Kita di dalam kancah kehidupan kontemporer sepertinya hanya seekor ikan yang ada di laut. Di tengah-tengah lautan kehidupan. Kita belajar filsafat artinya ikan itu cerdas. Mamiliki sensor untuk menganalisis apakah air itu sehat atau tidak. Semata-mata demi kehidupan dan kebahagiaan dia. Hidup di dunia ataupun di akhirat.
Semua yang ada di dunia berpasangan. Termasuk sifat. Maka bisa diidentifikasi yang chemistri, sebangsa dan se tanah air. Jilbab itu sebangsa dengan wanita, sarung itu identik dengan kenduri. Anting-anting sebangsa dengan wanita, maka ketika ada seorang laki-laki memakai anting-anting akan menimbulkan pertanyaan. Ia akan terbebas dari beban pertanyaan itu apabila bisa menjelaskan. Itulah filsafat.
Yang chemistri dengan yang tetap itu misalnya, di dalam pikiran. Yang chemistri dengan yang berubah misalnya, di luar pikiran. Yang di dalam pikiran itu muncul pemikiran Plato kemudian dikenal dengan idealisme, dan yang di luar pikiran muncullah pemikiran Aristoteles yang kemudian dikenal dengan realisme. Dengan bermacam-macam bentuknya.
Sekedar sopan dan santun terhadap ruang dan waktu inti dari meruat diri sendiri. Jalankanlah filsafat anda. Aku tidak sama dengan aku, karena belum selesai aku menunjuk diriku, aku sudah berubah dari aku yang tadi menjadi aku yang sekarang. Aku sama dengan aku hanya berlaku di dalam pengandaian, di dalam pikiran, dan di akhirat.
Matematika itu hanya benar ketika ia ada di dalam pikiranmu, ketika engkau tulis salahlah ia.
Subyek adalah dewanya seluruh predikatnya. Predikatnya adalah sifat-sifat yang berlaku pada subyeknya tersebut.
Filsafat itu olah pikir. Menurut imanuel kant ilmu itu bersifat sintetik apriori. Artinya bisa memikirkan sebelum melihat.
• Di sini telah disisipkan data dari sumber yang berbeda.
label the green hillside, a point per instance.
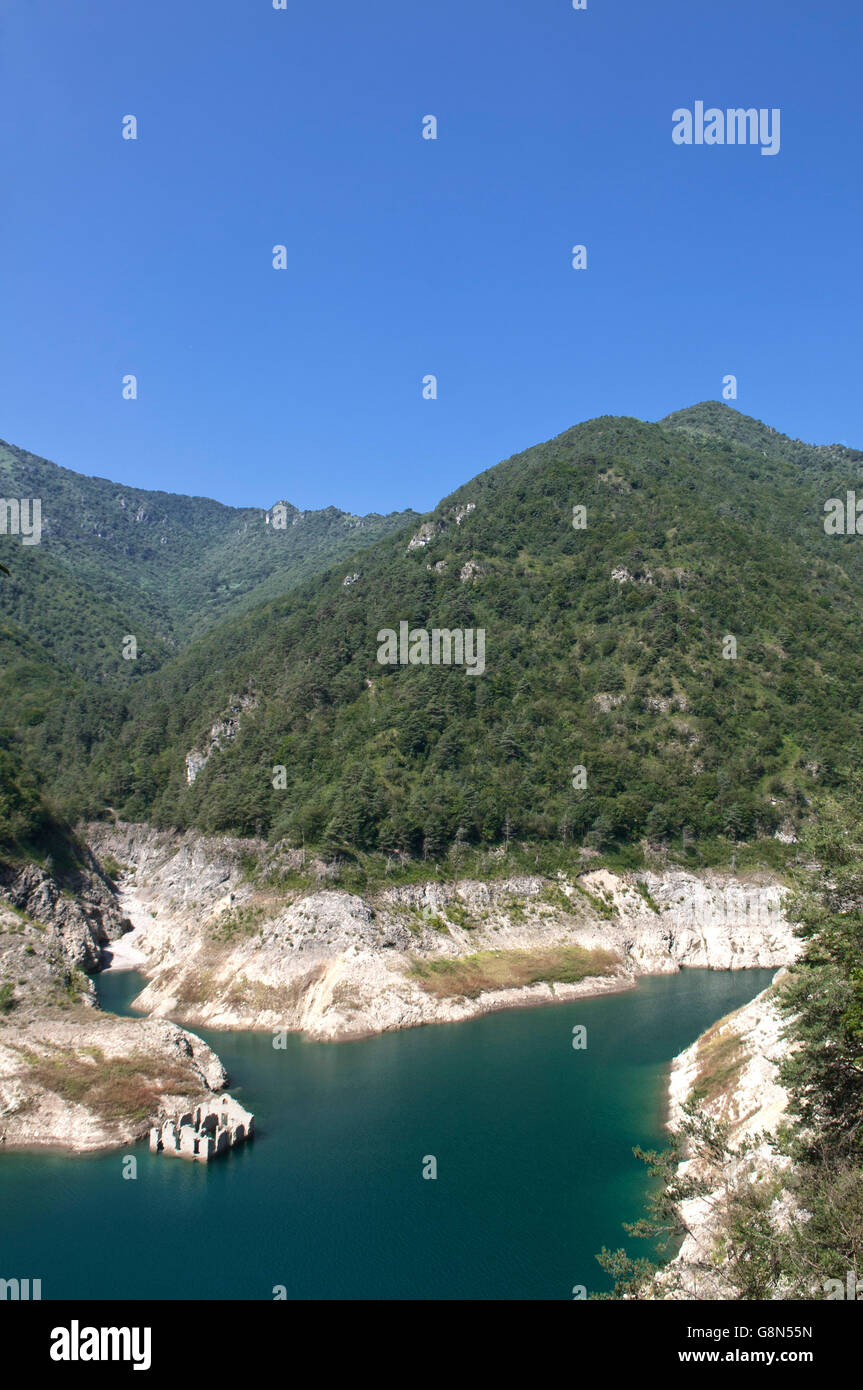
(116, 560)
(603, 649)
Hakikat ilmu adalah tersembunyi. Salah satu cara adalah berbakti kepada orang tua. Dalam pewayangan ada orang tampan yang tugasnya mencari ilmu, ialah Harjuna.
Dewa sebagai contoh kebaikan dan menciptakan kebaikan-kebaikan.
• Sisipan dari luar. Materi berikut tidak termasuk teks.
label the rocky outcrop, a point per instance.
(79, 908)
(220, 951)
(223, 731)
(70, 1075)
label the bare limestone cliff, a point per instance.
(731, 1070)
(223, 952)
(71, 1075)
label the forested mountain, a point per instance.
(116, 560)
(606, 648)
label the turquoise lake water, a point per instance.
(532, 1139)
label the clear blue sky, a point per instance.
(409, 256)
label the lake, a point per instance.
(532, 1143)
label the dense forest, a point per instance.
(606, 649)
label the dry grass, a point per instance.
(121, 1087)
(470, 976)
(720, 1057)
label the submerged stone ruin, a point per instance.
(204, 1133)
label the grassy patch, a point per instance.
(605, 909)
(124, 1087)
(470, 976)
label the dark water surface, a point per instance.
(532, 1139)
Dengan berfilsafat kita dapat menyukuri ciptaan-ciptaan Tuhan. Sehingga kategori menjadi sangat penting, maka lahirlah rasionalisme dan logika, logika kemudian digunakan untuk menterjemahkan pikiran.
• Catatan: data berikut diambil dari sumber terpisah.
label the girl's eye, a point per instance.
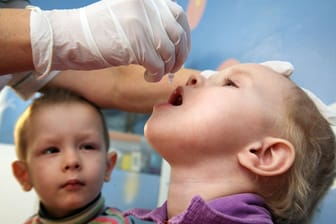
(87, 147)
(51, 150)
(229, 82)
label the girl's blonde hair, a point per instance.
(293, 196)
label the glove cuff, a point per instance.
(41, 35)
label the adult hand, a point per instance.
(151, 33)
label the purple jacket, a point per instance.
(243, 208)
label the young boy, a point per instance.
(62, 147)
(245, 146)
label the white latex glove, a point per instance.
(151, 33)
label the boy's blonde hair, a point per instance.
(294, 198)
(52, 96)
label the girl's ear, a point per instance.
(110, 164)
(271, 157)
(20, 172)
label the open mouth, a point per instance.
(176, 98)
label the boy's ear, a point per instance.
(271, 157)
(110, 164)
(20, 172)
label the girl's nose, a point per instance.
(196, 80)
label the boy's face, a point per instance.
(67, 161)
(218, 115)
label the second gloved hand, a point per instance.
(151, 33)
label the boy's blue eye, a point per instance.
(51, 150)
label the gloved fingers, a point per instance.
(179, 33)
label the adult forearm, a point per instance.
(16, 52)
(120, 87)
Menurut Aguste Comte, filsafat itu tidak penting, lebih penting tindakan. Siapa saja yang kental dengan spiritualismenya, tanda ia terbelakang, menurut Comte. Dari situ lahirlah metode saintifik. Para spiritialis tidak menyadari bahwa spiritualisnya terkikis.
Tiadalah ilmu kalau tidak diatas pengalaman.